By Mark Freeman

The Associated Press

AGNESS — One of the driest winters on record, which has shut down winter steelhead fishing in the Rogue Valley, has created a perfect storm of sorts for fly-fishers barely east of the salt air.

Near-record, low-water conditions on the Lower Rogue River during the height of winter steelhead season have generated unseasonably good fishing, particularly for disciples of the fly.

Swinging streamers or drifting nymphs through waters that are normally much higher and darker during January have suddenly made fly-fishers the hit of a party.

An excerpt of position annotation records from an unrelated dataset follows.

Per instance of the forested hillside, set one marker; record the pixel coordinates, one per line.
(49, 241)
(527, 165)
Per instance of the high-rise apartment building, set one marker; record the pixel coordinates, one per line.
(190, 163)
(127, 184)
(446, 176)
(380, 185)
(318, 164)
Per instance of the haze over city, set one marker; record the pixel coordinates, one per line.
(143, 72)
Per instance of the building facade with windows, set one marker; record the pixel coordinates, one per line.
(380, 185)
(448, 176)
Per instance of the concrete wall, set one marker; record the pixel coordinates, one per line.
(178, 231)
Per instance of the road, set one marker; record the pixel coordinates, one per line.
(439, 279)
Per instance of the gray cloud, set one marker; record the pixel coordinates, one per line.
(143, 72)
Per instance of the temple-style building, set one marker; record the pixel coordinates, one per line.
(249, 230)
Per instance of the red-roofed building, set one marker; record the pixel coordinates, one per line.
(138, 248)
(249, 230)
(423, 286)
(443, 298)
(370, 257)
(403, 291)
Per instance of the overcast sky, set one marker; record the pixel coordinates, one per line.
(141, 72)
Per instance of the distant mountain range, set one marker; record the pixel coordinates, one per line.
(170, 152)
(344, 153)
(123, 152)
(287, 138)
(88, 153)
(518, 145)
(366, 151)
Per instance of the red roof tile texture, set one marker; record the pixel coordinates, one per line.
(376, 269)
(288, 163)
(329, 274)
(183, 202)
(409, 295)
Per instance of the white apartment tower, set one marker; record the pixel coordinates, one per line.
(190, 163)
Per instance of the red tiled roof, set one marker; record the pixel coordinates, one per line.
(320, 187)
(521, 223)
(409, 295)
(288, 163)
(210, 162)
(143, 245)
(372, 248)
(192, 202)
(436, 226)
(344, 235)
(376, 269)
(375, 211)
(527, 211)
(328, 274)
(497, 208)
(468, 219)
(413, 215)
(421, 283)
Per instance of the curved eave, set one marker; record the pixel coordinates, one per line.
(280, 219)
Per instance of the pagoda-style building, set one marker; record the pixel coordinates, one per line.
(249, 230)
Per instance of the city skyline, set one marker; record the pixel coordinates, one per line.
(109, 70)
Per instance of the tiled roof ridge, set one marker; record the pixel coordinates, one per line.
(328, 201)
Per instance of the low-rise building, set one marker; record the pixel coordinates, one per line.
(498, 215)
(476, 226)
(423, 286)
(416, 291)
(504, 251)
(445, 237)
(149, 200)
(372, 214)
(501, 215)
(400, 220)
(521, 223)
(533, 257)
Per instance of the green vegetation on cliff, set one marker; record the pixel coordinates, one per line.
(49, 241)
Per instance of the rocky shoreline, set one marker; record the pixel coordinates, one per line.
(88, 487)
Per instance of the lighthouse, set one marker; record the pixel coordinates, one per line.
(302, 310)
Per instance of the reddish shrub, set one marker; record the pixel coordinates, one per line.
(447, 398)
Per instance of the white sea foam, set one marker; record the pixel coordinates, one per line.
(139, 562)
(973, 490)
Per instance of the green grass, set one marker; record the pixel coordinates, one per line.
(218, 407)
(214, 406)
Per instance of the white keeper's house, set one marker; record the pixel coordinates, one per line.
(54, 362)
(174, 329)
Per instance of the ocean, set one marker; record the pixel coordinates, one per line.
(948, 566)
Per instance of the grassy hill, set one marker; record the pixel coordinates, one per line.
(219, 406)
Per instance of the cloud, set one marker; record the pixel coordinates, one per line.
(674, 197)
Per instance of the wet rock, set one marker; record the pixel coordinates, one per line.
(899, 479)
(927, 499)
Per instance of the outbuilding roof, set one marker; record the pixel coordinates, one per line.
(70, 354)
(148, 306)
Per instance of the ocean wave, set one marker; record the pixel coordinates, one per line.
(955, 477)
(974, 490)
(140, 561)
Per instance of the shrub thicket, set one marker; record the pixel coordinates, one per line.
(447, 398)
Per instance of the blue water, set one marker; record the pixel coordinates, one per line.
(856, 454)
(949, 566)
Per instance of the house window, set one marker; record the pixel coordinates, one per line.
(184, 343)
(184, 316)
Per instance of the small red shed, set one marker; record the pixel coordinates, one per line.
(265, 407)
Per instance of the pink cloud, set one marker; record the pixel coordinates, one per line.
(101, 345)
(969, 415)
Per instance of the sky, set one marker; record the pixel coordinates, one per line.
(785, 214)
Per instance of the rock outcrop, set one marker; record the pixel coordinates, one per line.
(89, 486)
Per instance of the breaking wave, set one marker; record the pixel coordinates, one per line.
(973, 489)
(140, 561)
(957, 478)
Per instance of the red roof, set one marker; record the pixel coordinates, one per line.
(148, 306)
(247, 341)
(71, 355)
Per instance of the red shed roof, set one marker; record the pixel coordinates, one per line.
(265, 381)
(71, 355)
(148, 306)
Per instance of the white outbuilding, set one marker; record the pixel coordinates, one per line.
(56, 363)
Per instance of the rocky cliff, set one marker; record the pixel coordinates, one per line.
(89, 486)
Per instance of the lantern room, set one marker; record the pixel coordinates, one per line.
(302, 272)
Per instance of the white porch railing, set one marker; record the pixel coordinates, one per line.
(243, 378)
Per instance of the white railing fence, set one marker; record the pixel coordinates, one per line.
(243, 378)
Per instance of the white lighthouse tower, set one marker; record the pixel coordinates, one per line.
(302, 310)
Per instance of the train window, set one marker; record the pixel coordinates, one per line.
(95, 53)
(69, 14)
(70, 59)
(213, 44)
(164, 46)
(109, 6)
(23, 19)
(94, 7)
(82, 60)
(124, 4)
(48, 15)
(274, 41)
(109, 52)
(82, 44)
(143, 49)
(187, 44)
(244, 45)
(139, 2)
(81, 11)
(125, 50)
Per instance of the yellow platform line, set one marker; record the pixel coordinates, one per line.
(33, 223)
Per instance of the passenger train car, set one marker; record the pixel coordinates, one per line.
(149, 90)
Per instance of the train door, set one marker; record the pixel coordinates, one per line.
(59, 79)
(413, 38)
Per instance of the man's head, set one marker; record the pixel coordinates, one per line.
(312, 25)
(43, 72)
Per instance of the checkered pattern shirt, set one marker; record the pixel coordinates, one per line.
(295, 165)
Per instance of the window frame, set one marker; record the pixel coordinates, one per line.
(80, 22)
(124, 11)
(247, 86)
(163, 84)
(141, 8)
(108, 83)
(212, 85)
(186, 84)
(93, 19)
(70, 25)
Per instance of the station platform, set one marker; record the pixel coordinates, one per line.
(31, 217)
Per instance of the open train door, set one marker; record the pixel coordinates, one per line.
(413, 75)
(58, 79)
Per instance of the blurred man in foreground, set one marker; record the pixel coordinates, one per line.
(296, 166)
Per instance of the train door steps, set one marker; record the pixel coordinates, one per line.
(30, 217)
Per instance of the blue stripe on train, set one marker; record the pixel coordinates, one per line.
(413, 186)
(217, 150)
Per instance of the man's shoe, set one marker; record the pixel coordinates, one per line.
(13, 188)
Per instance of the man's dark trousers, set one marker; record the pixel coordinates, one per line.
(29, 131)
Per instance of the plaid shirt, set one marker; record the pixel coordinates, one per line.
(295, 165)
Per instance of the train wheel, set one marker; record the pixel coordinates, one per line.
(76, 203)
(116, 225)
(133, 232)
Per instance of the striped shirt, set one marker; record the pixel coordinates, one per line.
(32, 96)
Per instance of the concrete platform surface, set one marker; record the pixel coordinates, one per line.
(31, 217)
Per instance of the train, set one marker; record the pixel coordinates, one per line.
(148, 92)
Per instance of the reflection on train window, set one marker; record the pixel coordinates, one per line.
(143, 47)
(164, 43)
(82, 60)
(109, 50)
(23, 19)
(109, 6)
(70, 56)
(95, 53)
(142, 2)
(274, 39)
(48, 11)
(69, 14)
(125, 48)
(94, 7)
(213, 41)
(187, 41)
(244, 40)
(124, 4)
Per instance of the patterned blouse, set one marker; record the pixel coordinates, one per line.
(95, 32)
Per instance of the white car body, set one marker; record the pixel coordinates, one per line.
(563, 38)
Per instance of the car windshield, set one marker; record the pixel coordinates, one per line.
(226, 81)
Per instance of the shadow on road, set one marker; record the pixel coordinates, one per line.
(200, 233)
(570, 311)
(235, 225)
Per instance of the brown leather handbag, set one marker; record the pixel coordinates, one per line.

“The fly-fishing really has been tremendous,” said Jim Carey, of the Rogue Outdoor Store in Gold Beach.

“I’ve never sold this many flies, especially at this time of year,” Carey said. “We just don’t see this kind of fly-fishing in winter.”

That makes the Lower Rogue’s nymphers and streamer-casters and spey-rodders this year’s first angling group to realize that, while drought conditions can be very bad for fish in the long run, they can be a short-term boon to fishing, particularly fly-fishing.

The riffles and runs around the sleepy little hamlet of Agness, 33 miles east of Gold Beach, have been well-known to fly-fishers since author Zane Grey spilled the beans 80 years ago.

Often, it’s a swinger’s show with historic streamers such as the golden demon, red ant, royal coachmen and the juicy bug .

These conditions typically don’t exist in winter, when the Lower Rogue runs high and a little off-color.

Fly-fishing? Not so much. Winter steelhead usually can’t see far enough to chase a fly.

“And why would they?” Carey said. “The water’s normally almost brown. You’d have to put a fly right at their mouth for them to bite.”

But not this January, when some of the driest weather ever recorded in Medford has all but redefined what’s low in the Lower Rogue.

The Agness gauge bottomed out late Monday at just a hair above 1,500 cfs. That’s just 50 cfs above the record low set in 1977.

The low flows have stalled migration through the canyon and into the Grants Pass area, which normally is lousy with steelhead by Super Bowl Sunday. Steelhead likewise aren’t shooting up the Illinois River, a main Rogue Basin steelhead factory whose confluence is just downstream of Agness.

They’re stuck, all around Agness.

Although the low flows are cold, the cold doesn’t bother winter steelhead like it does summers. And the clarity makes straight gin appear murky.

“With the clarity of the water, it’s unbelievable,” Carey said. “You can pull a fish in from 6 or even 10 feet away.”